Why would the county take such a step? That was hard to uncover. I called two people who have been involved in the politics with people in the county and Clemmons affairs for years and they will stay unnamed. The sum of their thoughts was that this problem is symptomatic of the issues that Forsyth County has had for decades when Clemmons incorporated and let everyone know that Clemmons thought it was “special” from that point onward. Clemmons “wants everything for free” and Clemmons cannot be a team player in county issues where some of the thoughts people shared.

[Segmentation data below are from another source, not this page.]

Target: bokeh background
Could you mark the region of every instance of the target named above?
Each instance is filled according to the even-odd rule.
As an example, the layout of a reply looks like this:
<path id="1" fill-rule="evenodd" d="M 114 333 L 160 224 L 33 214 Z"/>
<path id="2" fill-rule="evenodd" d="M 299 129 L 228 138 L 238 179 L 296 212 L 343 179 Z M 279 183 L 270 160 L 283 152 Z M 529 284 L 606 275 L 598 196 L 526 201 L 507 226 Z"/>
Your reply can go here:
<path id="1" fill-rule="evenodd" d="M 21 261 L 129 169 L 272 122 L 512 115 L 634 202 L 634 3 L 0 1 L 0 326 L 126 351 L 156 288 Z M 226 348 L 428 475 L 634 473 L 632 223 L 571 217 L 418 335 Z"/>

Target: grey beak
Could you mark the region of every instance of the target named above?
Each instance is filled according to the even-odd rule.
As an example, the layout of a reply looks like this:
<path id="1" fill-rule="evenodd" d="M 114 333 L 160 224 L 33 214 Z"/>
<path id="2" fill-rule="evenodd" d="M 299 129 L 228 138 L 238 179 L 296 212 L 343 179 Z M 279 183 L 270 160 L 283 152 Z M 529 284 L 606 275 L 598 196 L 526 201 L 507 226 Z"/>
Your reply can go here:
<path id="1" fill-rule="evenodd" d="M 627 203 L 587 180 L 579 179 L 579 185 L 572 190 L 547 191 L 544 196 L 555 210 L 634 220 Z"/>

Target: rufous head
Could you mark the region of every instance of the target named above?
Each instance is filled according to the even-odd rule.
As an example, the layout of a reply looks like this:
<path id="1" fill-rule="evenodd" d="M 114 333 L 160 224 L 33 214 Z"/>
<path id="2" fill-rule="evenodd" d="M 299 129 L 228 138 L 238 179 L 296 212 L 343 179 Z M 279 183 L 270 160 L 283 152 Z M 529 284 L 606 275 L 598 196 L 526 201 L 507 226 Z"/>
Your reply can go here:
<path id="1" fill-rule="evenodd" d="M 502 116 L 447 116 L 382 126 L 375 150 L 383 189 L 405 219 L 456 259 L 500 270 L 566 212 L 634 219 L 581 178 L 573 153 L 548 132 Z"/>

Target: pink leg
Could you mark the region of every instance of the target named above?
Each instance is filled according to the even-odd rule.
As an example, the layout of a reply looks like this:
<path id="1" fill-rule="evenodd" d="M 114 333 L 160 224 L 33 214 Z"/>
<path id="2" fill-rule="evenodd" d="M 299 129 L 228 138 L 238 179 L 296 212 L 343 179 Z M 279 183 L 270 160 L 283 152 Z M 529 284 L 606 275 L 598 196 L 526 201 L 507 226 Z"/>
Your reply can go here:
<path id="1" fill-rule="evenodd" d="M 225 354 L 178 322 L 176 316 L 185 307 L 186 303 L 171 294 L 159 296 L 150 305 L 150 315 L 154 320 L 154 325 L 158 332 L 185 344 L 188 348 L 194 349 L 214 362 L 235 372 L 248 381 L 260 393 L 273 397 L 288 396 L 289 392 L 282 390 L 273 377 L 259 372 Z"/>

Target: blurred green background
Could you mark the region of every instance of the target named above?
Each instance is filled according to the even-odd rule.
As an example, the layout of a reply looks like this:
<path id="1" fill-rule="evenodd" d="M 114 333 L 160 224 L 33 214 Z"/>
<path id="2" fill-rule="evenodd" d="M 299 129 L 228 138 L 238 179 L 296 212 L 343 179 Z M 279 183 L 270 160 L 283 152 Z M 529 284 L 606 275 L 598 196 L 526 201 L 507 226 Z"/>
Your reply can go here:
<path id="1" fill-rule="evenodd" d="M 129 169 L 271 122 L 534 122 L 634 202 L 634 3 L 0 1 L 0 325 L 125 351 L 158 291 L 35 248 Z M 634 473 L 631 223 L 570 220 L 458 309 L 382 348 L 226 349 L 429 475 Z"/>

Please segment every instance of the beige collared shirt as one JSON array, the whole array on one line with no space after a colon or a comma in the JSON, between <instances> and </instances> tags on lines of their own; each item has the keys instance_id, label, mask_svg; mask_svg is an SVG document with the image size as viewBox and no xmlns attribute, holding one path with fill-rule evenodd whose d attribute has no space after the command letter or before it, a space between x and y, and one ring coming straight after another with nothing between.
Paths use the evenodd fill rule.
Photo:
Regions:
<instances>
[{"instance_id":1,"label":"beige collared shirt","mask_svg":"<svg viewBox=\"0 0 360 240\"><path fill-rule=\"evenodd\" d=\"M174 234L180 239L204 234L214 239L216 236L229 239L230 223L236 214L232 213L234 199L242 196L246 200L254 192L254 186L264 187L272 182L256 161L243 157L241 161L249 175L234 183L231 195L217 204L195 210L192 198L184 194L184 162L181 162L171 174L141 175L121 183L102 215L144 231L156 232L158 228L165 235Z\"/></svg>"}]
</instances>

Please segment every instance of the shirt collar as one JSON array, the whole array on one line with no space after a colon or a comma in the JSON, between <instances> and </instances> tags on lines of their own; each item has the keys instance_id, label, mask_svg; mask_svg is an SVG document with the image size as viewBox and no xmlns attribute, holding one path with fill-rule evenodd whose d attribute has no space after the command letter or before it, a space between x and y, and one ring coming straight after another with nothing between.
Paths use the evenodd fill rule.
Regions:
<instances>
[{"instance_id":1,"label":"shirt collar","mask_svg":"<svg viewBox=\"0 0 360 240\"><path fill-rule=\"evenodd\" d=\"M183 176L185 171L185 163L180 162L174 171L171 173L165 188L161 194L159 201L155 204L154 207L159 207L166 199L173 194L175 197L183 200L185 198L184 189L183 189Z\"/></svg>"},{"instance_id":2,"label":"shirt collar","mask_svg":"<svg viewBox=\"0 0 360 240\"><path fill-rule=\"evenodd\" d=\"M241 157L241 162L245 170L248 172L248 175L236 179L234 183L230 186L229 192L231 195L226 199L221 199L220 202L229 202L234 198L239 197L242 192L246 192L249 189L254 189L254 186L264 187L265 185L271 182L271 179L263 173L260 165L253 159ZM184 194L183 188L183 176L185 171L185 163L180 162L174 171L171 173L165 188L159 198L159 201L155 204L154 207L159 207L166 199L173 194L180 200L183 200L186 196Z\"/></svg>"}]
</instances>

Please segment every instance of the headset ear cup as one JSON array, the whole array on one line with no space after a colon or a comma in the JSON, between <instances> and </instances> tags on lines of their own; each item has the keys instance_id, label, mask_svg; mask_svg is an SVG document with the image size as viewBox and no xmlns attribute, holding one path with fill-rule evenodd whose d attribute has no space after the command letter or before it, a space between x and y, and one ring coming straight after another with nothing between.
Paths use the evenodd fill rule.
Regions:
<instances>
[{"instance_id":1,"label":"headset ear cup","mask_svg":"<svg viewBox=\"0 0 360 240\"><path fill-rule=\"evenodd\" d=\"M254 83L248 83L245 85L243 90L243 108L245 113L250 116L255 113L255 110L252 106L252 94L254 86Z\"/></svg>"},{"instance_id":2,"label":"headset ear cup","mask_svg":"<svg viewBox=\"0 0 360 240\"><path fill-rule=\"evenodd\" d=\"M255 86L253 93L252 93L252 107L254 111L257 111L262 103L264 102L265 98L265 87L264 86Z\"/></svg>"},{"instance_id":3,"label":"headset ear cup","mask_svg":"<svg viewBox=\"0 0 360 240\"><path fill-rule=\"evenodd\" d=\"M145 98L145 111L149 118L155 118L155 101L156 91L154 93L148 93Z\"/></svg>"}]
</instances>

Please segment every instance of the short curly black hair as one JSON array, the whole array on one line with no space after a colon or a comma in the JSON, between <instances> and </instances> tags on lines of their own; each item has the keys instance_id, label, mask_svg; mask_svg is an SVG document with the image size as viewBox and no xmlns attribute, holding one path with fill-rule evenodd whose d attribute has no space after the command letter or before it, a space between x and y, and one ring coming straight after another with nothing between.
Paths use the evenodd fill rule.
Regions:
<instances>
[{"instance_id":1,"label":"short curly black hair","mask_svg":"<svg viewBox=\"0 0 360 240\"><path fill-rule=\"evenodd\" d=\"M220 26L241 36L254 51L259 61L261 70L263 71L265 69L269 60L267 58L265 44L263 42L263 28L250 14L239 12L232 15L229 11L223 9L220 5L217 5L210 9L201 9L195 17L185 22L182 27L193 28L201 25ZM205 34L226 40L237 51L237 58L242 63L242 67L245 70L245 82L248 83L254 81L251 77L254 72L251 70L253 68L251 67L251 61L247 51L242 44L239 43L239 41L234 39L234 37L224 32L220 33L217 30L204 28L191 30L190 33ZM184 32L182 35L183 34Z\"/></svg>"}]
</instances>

Finally, it seemed appropriate to speak with people who seek to build properties — not Mr. Forrester. These folks will remain unnamed, too. Folks who know me might be quick to guess these sources and would be wrong. The summary view was that Clemmons made all developers’ work too difficult to get approval and completion. The rules change “all the time.” The council makes decisions despite different recommendations by the Planning Board. Finally respect for the Planning Board members was difficult because many of them were unprepared to discuss things for which they had material in advance of the meetings and discussions.

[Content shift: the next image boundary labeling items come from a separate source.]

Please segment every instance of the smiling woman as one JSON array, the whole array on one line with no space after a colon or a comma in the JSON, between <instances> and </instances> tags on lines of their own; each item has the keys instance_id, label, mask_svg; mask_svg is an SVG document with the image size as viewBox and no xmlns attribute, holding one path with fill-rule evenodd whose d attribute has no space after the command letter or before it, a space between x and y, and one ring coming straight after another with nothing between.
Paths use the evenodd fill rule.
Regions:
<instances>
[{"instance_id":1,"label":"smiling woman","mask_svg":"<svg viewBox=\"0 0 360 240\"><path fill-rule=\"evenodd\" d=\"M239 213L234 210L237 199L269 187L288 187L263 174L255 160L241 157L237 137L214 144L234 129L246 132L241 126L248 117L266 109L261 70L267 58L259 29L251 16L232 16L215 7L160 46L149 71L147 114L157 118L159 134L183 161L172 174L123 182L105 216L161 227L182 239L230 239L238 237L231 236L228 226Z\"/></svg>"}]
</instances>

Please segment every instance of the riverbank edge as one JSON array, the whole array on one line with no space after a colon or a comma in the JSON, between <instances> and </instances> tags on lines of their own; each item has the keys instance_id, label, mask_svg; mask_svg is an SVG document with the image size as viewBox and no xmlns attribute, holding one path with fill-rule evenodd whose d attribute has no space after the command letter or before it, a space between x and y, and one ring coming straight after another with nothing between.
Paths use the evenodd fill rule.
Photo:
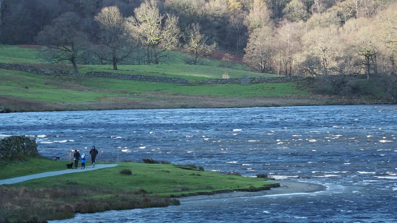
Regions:
<instances>
[{"instance_id":1,"label":"riverbank edge","mask_svg":"<svg viewBox=\"0 0 397 223\"><path fill-rule=\"evenodd\" d=\"M295 181L267 180L279 184L279 186L255 192L235 190L229 192L214 193L212 194L200 195L195 196L183 197L178 198L181 204L187 202L204 200L237 198L239 198L261 197L267 196L279 196L294 194L311 193L324 191L327 190L325 185L309 182Z\"/></svg>"},{"instance_id":2,"label":"riverbank edge","mask_svg":"<svg viewBox=\"0 0 397 223\"><path fill-rule=\"evenodd\" d=\"M297 106L324 106L332 105L386 105L393 104L391 101L383 100L381 102L374 99L370 102L358 100L358 99L345 99L341 98L303 98L296 97L262 97L255 98L218 98L205 96L193 96L180 95L169 96L166 105L153 104L150 103L135 103L125 101L125 103L114 104L111 102L93 102L49 103L35 100L0 95L0 106L9 111L5 113L37 112L78 111L104 111L125 110L160 110L176 109L243 108L293 107ZM197 100L198 98L198 100ZM384 98L384 99L385 99ZM183 100L181 100L181 99ZM195 101L194 105L187 104ZM34 104L35 105L33 105Z\"/></svg>"}]
</instances>

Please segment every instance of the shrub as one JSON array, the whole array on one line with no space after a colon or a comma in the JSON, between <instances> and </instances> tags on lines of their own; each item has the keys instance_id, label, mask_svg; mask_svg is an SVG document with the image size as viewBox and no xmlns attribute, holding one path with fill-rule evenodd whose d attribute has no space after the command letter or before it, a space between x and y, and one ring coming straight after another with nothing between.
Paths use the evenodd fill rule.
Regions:
<instances>
[{"instance_id":1,"label":"shrub","mask_svg":"<svg viewBox=\"0 0 397 223\"><path fill-rule=\"evenodd\" d=\"M258 173L256 175L256 177L258 178L267 178L268 175L264 173Z\"/></svg>"},{"instance_id":2,"label":"shrub","mask_svg":"<svg viewBox=\"0 0 397 223\"><path fill-rule=\"evenodd\" d=\"M153 160L153 159L149 159L148 158L144 158L142 159L142 161L143 161L144 163L149 163L150 164L157 164L159 163L158 161Z\"/></svg>"},{"instance_id":3,"label":"shrub","mask_svg":"<svg viewBox=\"0 0 397 223\"><path fill-rule=\"evenodd\" d=\"M170 164L171 163L170 161L167 161L167 160L160 160L160 163L162 164Z\"/></svg>"},{"instance_id":4,"label":"shrub","mask_svg":"<svg viewBox=\"0 0 397 223\"><path fill-rule=\"evenodd\" d=\"M189 167L192 169L197 169L197 167L196 166L196 164L194 163L191 163L190 164L185 164L183 165L185 167Z\"/></svg>"},{"instance_id":5,"label":"shrub","mask_svg":"<svg viewBox=\"0 0 397 223\"><path fill-rule=\"evenodd\" d=\"M241 175L239 173L234 172L229 172L229 173L226 173L227 175L233 175L233 176L241 176Z\"/></svg>"},{"instance_id":6,"label":"shrub","mask_svg":"<svg viewBox=\"0 0 397 223\"><path fill-rule=\"evenodd\" d=\"M129 169L124 168L120 170L120 173L125 175L131 175L132 174L132 172Z\"/></svg>"}]
</instances>

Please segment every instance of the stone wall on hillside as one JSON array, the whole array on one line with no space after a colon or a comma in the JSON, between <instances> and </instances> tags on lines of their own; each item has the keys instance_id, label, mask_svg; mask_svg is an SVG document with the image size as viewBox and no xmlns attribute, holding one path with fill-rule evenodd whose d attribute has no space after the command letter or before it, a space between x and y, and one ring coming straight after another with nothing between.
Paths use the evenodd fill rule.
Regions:
<instances>
[{"instance_id":1,"label":"stone wall on hillside","mask_svg":"<svg viewBox=\"0 0 397 223\"><path fill-rule=\"evenodd\" d=\"M10 158L18 153L28 155L38 155L36 138L22 135L0 139L0 159Z\"/></svg>"},{"instance_id":2,"label":"stone wall on hillside","mask_svg":"<svg viewBox=\"0 0 397 223\"><path fill-rule=\"evenodd\" d=\"M209 79L203 81L203 83L210 84L239 83L241 79L248 79L250 83L263 81L275 81L288 80L303 80L304 77L298 76L286 76L285 77L243 77L241 78L230 78L229 79Z\"/></svg>"},{"instance_id":3,"label":"stone wall on hillside","mask_svg":"<svg viewBox=\"0 0 397 223\"><path fill-rule=\"evenodd\" d=\"M66 71L61 70L42 70L34 66L25 65L18 63L0 63L0 69L13 70L22 71L30 72L43 75L54 75L72 77L75 75ZM108 73L106 72L91 71L85 73L81 73L81 76L107 77L116 79L137 80L144 81L154 82L167 82L177 84L188 84L189 81L182 78L173 78L154 76L146 76L135 74L125 74L119 73Z\"/></svg>"}]
</instances>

As readers of the Clemmons Courier know, the state legislative process was on its way to approving the de-annexation except that Clemmons Council member Mike Combest went to Raleigh to stand up for Clemmons and oppose the de-annexation. He had to do that more than once and sometimes on extremely short notice. Had he not gone to Raleigh to speak on behalf the Clemmons Council’s resolution in opposition the state’s bill, the land would have been legislated away from Clemmons.
— Paul Johnson
I hope that the voters in Clemmons now realize what happened to them in the last council election. Some citizens and businesses bought into and jumped on the “No Median” campaign for no good reason (as the results show). Past council would have taken an objective view and do what would be in the best interest of the Village of Clemmons.
When Mike Rogers is elected in November, then he will be “re-elected,” having served on the Clemmons Village Council in the past. He won the first election as a write-in candidate (two years) and was re-elected for another (four-year) term. Unfortunately for Clemmons, he and others got passed by the “No Median” campaign railroad deal.
Let’s support Larry Kirby for mayor and Mike Rogers for council member in this November election.
— Ron Riddle
Vote for Mary Cameron
Election day is upon us again and while this is not a national election, the local elections are of utmost importance. Make time to vote and do your part to see that Clemmons continues to be the best place to live. Voting is a privilege and a responsibility.
Mary Cameron, a proven leader in the community, having served on the council 24 years, is running for a seat on the council. We need to elect Mary. Clemmons deserves quality leadership. She is highly qualified and her sound guidance is needed. She will provide responsive municipal government, support a low tax rate while efficiently using our tax dollars and she will work to assure a safe environment for our village. Mary will be an excellent leader, listener and resource for Clemmons residents. Mary wants what is best for Clemmons.
Please vote for Mary Cameron Nov. 5.